Like most DJs at that time, he was doing live mixes on Instagram. But his days throwing cookout parties in Atlanta inspired him to start doing his cooking videos, where he used his very own seasoning. Of course, he had a lemon pepper blend, which he used in a lemon pepper hot wings video that currently has over a half-million views on TikTok.
“I’m about to go live to DJ later that night, and my phone was just going off with orders,” he recalls. “So I’m like, where are these orders coming from? And it’s not from my friends. I’m seeing the cities and the states. I don’t know these people.”
Thanks to his videos, which usually end with him saying his signature line “That’s good shawty!” (that’s also the name of his cookbook he released last year), Dibbz went into the seasoning business full time. He eventually hired another person to help send out the piles of orders he was receiving.
He even got an order from former Dallas Cowboy Emmitt Smith, one of his favorite athletes. “I remember doing a book report on him when I was in fourth grade,” he boasts.
Although Dibbz has a flair for making meals that border on decadent, he’s an ardent practitioner of cooking with natural ingredients, especially in his seasoning. He has several low-sodium seasoning, including Bebe’s Salt Free – named after his mother, who had open-heart surgery a few weeks before the pandemic started.

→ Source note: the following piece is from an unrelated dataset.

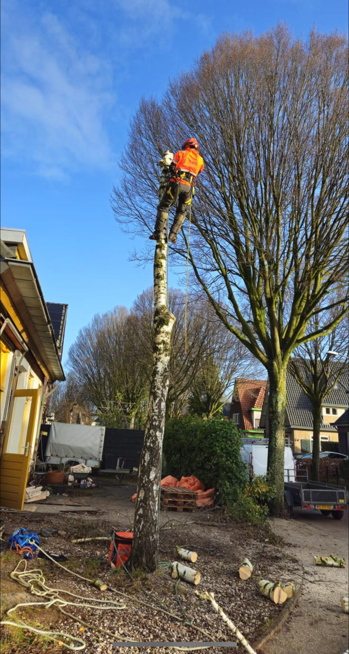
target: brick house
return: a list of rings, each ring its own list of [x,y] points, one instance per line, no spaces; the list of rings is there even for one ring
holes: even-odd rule
[[[268,436],[268,388],[265,395],[260,425]],[[320,440],[321,442],[338,442],[335,422],[348,408],[348,394],[339,381],[325,398],[321,407]],[[286,421],[285,436],[289,437],[295,453],[312,451],[312,411],[309,398],[305,394],[293,377],[286,375]]]
[[[246,436],[258,438],[264,436],[259,422],[266,387],[265,379],[235,380],[229,419],[243,430]]]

“I don’t think a lot of people understand the amount of toxins and chemicals that go into a lot of these seasonings,” he says. “You’re starting to see it in the news now. A lot of the foods with certain dyes are being taken off the shelves and things like that.’
Soon, Dibbz moved himself and his new business to Houston, a favorite place to perform as well as a town whose hip-hop got him into music. He cites local chopped-and-screwed gods DJ Screw, Michael 5000 Watts, and OG Ron C as his holy trinity of influences. To give props to the music of his new home, he created a hot sauce – called HXT Sauce – whose uncharacteristically large bottle resembles Promethazine cough syrup (aka the key ingredient in lean, the preferred purple cocktail for the city’s rap community).
“It’s not necessarily about promoting that usage,” he says. “But, at the same time, it’s just a homage to one of the factors and influences of screwed-and-chopped music.”
Dibbz still indulges in spinning records from time to time. The Waxaholics’ DJ Big Reeks has gotten him to break out the vinyl a few times during his Thursday-night sets at Alley Kat Bar & Lounge in Midtown. But creating new recipes, dropping delicious content and proving you can eat and live in a hearty, healthy fashion still remains his full-time mission.
“I’m not just talking about eating cauliflower rice all day and every day, but just eat real food,” he says. “We’re eating fake food. That’s the bottom line. We’re eating fake food and my whole purpose is to inspire people to eat real food and that starts with real ingredients, real herbs, you know – real natural seasonings.”